Composed of candid, backstage footage of Saddam Hussein somehow smuggled out of Baghdad, this is a shockingly satirical documentary, a profile so uflattering that its director, Joël Soler, has been the target of numerous death threats in the two years since its first screening. Indeed, until a recent screening at the Amnesty International Film Festival brought it to the attention of Cinemax (which will air it in November), Soler had thought this portrait of America’s worst enemy might never be seen in public again.
If the Bush administration hasn’t yet convinced you that Saddam is a madman, this documentary just might. “Uncle Saddam” — as he’s called here by the children of his overworked interior designer — is clearly a troubled soul: The first thing we hear about him is the rumor that his mother tried to have him aborted. This may or may not account for the sundry and hilarious pathologies revealed in the movie: the deep-seated fear of germs, the fishing trips with hand grenades, the compulsion to erect countless monuments to his own greatness — not to mention his fetish for lace wallpaper.
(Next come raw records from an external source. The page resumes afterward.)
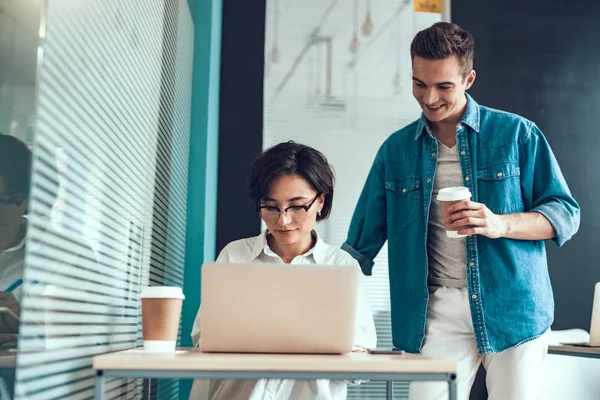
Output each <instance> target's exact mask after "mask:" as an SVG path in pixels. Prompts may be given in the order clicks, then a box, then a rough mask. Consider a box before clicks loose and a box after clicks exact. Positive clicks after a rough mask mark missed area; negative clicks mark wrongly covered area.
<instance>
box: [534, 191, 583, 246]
mask: <svg viewBox="0 0 600 400" xmlns="http://www.w3.org/2000/svg"><path fill="white" fill-rule="evenodd" d="M530 212H537V213H540V214H542V215H543V216H544V217H546V219H547V220H548V221H549V222H550V225H552V228H553V229H554V232H555V233H556V237H555V238H553V239H552V240H554V241H555V242H556V243H557V244H558V246H559V247H560V246H562V245H563V244H565V243H566V242H567V241H568V240H569V239H571V237H572V236H573V234H574V233H575V229H574V228H573V218H574V216H572V215H571V214H570V213H569V212H568V211H567V210H566V209H565V207H563V206H562V205H561V204H560V203H556V202H548V203H544V204H541V205H539V206H537V207H535V208H533V209H531V210H530Z"/></svg>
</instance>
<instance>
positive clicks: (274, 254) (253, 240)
mask: <svg viewBox="0 0 600 400" xmlns="http://www.w3.org/2000/svg"><path fill="white" fill-rule="evenodd" d="M268 234H269V233H268V232H266V231H265V232H263V233H262V234H260V235H259V236H256V237H252V238H248V239H242V240H237V241H235V242H232V243H229V244H228V245H227V246H225V248H224V249H223V251H222V252H221V254H219V257H218V258H217V262H222V263H225V262H229V263H247V262H254V263H261V264H262V263H280V264H283V263H284V262H283V260H282V259H281V258H280V257H279V256H278V255H277V254H275V253H274V252H273V251H272V250H271V249H270V248H269V245H268V244H267V235H268ZM314 234H315V235H316V232H314ZM291 264H328V265H352V266H356V267H358V263H357V261H356V260H355V259H354V258H352V256H350V255H349V254H348V253H346V252H345V251H343V250H341V249H339V248H336V247H333V246H330V245H328V244H327V243H325V242H323V241H322V240H321V239H320V238H319V236H318V235H316V242H315V245H314V246H313V247H312V248H311V249H310V250H309V251H307V252H306V253H304V254H302V255H300V256H297V257H296V258H294V259H293V260H292V262H291ZM200 312H201V309H200V310H198V315H197V316H196V320H195V322H194V327H193V329H192V340H193V342H194V345H195V346H197V345H198V344H199V342H200V337H201V326H200ZM356 317H357V318H356V328H355V333H354V345H355V346H356V347H358V348H369V347H375V346H376V344H377V334H376V332H375V323H374V322H373V314H372V312H371V307H370V306H369V302H368V300H367V297H366V292H365V288H364V284H363V282H362V279H361V281H360V287H359V294H358V311H357V316H356ZM208 382H209V381H199V380H197V381H195V382H194V386H193V388H192V392H191V394H190V399H193V400H198V399H207V398H208V399H210V400H224V399H227V400H237V399H240V400H242V399H243V400H246V399H248V400H259V399H260V400H288V399H296V400H321V399H323V400H325V399H327V400H343V399H346V395H347V383H346V382H345V381H339V380H335V381H330V380H328V379H318V380H313V381H306V380H293V379H260V380H243V381H242V380H212V381H210V384H208Z"/></svg>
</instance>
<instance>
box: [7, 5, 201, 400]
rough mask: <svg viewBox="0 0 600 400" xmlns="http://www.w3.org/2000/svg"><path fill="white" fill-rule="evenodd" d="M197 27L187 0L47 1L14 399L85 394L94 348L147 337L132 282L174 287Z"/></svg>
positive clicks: (90, 374)
mask: <svg viewBox="0 0 600 400" xmlns="http://www.w3.org/2000/svg"><path fill="white" fill-rule="evenodd" d="M193 30H194V28H193V24H192V20H191V16H190V13H189V10H188V6H187V2H186V1H185V0H164V1H163V0H143V1H142V0H136V1H127V2H113V1H100V0H93V1H85V2H84V1H79V0H60V1H53V0H48V1H47V3H46V10H45V31H43V32H42V36H43V41H42V46H41V49H40V53H41V54H42V56H43V61H42V63H41V68H40V70H39V77H38V80H39V87H38V97H37V121H36V131H35V137H34V141H33V154H34V157H33V167H32V169H33V173H32V190H31V196H30V204H29V208H30V209H29V220H28V221H29V222H28V233H27V239H26V267H25V272H24V285H23V295H22V300H21V306H22V311H21V327H20V336H19V355H18V358H17V370H16V384H15V393H16V397H17V398H26V399H44V400H49V399H64V398H69V399H89V398H92V397H93V385H94V371H93V370H92V369H91V361H92V357H93V356H94V355H96V354H101V353H104V352H109V351H116V350H124V349H129V348H133V347H136V346H140V345H141V344H142V342H141V318H140V309H139V294H140V286H142V285H171V286H180V287H183V282H182V279H183V266H184V256H183V255H184V248H185V209H186V202H187V177H188V169H187V168H188V152H189V124H190V102H191V92H190V90H191V89H190V88H191V76H192V56H193ZM153 389H154V392H155V393H158V395H159V397H160V398H161V399H163V398H164V399H170V398H172V399H175V398H178V396H179V394H178V384H177V382H176V381H161V382H159V383H158V385H155V386H154V388H153ZM140 394H141V384H140V382H136V380H126V379H124V380H121V379H109V380H108V382H107V398H137V397H139V396H140Z"/></svg>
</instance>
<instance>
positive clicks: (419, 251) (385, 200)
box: [342, 94, 579, 354]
The filmmaking nearly matches its subject in audacity: Soler provokes the guiltiest laughter at one turn, only to slap the smile off your face with images of maimed and starving Iraqi youth at the next. Backed by a profoundly inappropriate soundtrack of Mideast-flavored techno, Uncle Saddam is the documentary equivalent of The Producers‘ “Springtime for Hitler” routine. It makes The Eyes of Tammy Faye look like The Sorrow and the Pity.